まず、上記①について、短時間労働者・有期契約労働者に関しては、現行法における正規雇用労働者とこれら非正規雇用労働者との間の待遇差の合理性を判断する際の3つの考慮要素(「職務内容」、「人材活用の仕組み」、「その他の事情」)について、「その他の事情」の中から、新たに「職務の成果」、「能力」、「経験」を例示として明記することが適当としている。

さらに、短時間労働者については現行法で「職務内容」及び「人材活用の仕組み」が同一である場合の差別的取扱いを禁止している「均等待遇規定」を、有期契約労働者も対象とするよう求めている。また、比較対象となる正規雇用労働者について、現行パートタイム労働法・労働契約法を改め、「同一の使用者に雇用される正規雇用労働者」とするのが適当とした。

派遣労働者に関しては、「派遣先の労働者との均等・均衡による待遇改善」または「労使協定による一定水準を満たす待遇決定による待遇改善」のいずれかを派遣元事業主が選択して実施する新たな制度を提案している。

新制度の仕組みは、派遣先の労働者との均等・均衡方式は、派遣労働者と派遣先労働者の待遇差について、短時間労働者・有期契約労働者と同様の均等待遇規定・均衡待遇規定を設けたうえで、当該規定によることとし、派遣先に対し、派遣先の労働者の賃金等の待遇に関する情報を派遣元事業主に提供することを義務付ける。また、派遣元事業主は、派遣先からのこの情報提供がない場合は、労働者派遣契約を締結してはならないこととする。

一方、労使協定による一定水準を満たす待遇決定の方式は、派遣元事業主が、(1)同種の業務に従事する一般の労働者の賃金水準と同等以上であること、(2)段階的・体系的な教育訓練等による派遣労働者の職務の内容・職務の成果・能力・経験等の向上を公正に評価し、その結果を勘案した賃金決定を行うこと、(3)賃金以外の待遇についても、派遣元の正規雇用労働者の待遇と比較して不合理でないこと──の要件を満たす書面協定を過半数労働組合または過半数代表者と締結し、当該協定に基づいて待遇決定を行うとした。

次に、上記②については、現行パートタイム労働法が事業主に対し義務付けている特定事項(昇給・賞与・退職手当の有無)に関する文書交付等による明示、雇入れ時の待遇内容等の説明、労働者が求めた場合の待遇決定等に際しての考慮事項に関する説明──を有期契約労働者もその対象とし、加えて、短時間労働者・有期契約労働者が求めた場合には、正規雇用労働者との待遇差の内容やその理由等を説明する義務を事業主に課すことが適当とした。

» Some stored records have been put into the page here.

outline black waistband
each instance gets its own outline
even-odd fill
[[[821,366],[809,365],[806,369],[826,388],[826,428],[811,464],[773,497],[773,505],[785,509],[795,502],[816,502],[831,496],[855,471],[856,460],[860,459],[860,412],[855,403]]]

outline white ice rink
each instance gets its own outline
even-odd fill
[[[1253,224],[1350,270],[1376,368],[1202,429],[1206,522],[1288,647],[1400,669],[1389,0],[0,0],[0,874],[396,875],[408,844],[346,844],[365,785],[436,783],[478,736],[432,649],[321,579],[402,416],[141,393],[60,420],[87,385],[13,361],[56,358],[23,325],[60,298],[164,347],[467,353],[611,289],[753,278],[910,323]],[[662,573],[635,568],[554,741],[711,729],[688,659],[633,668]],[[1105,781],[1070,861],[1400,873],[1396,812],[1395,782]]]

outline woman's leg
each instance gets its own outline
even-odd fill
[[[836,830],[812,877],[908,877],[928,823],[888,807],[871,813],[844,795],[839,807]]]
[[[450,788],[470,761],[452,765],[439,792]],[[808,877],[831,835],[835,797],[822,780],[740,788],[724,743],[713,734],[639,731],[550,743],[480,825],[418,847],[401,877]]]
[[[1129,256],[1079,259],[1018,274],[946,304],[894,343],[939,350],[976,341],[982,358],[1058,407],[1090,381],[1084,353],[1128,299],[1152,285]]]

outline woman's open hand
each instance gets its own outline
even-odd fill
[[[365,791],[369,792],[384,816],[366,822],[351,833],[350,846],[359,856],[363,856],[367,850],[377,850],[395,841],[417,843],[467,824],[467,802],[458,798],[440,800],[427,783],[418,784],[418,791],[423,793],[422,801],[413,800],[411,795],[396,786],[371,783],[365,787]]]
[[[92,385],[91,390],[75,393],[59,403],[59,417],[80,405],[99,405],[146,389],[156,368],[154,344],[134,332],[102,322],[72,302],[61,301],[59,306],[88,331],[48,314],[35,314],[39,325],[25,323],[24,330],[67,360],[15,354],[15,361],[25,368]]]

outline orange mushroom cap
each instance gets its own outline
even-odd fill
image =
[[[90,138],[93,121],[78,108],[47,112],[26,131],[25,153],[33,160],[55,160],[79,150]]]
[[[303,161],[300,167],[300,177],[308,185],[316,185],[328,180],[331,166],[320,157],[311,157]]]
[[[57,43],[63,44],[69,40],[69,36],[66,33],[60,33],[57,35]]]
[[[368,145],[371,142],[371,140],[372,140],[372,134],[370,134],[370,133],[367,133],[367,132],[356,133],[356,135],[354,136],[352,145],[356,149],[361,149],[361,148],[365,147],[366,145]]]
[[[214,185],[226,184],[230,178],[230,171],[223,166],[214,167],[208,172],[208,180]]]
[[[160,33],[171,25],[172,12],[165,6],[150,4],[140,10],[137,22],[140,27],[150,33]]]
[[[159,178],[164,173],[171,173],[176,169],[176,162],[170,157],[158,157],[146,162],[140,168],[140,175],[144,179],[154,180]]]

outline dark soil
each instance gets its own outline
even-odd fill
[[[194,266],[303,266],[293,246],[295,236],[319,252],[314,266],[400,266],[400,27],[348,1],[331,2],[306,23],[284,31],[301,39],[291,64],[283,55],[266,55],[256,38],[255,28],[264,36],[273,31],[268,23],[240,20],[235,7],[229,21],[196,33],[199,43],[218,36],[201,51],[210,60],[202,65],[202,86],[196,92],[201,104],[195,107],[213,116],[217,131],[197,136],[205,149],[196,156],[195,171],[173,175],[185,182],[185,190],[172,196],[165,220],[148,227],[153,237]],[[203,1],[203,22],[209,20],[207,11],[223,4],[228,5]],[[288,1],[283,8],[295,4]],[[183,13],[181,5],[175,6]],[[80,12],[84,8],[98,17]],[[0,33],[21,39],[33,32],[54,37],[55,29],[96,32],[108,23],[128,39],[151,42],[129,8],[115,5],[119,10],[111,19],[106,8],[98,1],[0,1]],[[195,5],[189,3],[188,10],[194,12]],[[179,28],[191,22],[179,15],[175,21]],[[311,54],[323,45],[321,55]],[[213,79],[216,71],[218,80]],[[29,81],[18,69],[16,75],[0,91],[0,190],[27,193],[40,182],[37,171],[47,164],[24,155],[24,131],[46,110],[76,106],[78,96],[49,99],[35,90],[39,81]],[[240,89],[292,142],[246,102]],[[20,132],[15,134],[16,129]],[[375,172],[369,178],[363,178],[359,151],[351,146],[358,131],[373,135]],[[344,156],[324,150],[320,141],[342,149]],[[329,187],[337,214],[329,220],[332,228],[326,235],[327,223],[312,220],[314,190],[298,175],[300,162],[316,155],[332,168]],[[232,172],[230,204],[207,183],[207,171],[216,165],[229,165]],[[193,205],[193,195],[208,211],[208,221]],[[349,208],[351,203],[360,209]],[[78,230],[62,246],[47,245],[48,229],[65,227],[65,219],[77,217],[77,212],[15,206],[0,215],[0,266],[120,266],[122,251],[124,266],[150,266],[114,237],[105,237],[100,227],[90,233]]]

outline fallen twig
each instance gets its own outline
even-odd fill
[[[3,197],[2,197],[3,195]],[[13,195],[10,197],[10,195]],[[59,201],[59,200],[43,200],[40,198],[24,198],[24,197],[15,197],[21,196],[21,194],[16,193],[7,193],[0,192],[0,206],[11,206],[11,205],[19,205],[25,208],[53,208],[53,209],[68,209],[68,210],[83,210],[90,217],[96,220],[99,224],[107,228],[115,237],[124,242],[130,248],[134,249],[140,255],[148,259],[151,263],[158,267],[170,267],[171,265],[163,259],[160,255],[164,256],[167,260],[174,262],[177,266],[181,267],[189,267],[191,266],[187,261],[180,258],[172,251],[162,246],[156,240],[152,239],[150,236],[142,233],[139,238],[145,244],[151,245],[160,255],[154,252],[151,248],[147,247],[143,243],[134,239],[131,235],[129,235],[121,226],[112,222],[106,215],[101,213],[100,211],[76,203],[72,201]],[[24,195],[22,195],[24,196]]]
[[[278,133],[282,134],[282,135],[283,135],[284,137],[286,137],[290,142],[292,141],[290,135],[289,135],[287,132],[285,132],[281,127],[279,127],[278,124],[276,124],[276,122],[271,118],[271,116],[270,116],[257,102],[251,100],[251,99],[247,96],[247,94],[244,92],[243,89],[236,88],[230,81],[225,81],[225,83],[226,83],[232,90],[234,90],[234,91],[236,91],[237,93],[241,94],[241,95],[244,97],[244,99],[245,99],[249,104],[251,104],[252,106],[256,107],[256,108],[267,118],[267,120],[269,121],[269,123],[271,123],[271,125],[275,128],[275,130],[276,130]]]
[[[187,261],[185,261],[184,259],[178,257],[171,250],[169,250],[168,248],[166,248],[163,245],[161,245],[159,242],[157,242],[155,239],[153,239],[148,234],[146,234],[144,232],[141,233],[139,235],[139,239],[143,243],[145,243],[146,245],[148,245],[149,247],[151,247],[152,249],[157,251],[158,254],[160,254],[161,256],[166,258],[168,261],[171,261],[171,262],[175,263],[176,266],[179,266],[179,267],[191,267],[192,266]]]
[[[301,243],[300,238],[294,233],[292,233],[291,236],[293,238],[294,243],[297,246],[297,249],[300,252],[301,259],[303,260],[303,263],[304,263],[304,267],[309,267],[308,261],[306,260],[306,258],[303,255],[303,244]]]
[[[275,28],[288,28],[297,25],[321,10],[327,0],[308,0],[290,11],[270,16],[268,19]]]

さらに、説明を求めたことを理由とする不利益取扱いを禁止するとしている。

また、派遣労働者についても、これらの措置を派遣元事業主に課すことを求めている。

このほか、上記③に関しては、現行パートタイム労働法における事業主に対する報告徴収・助言・指導等の行政による履行確保措置について、有期契約労働者についても、短時間労働者と併せて同法に諸規定を移行・新設して対象とするとともに、労働局長による紛争解決援助などの行政ADR(裁判外紛争解決手続)が利用できるようにすることが適当とした。

また、現状では行政による履行確保措置の対象となっていない均衡待遇規定についても、雇用形態が非正規であることを理由とする不支給など解釈が明確な場合は同措置の対象とするのが適当としている。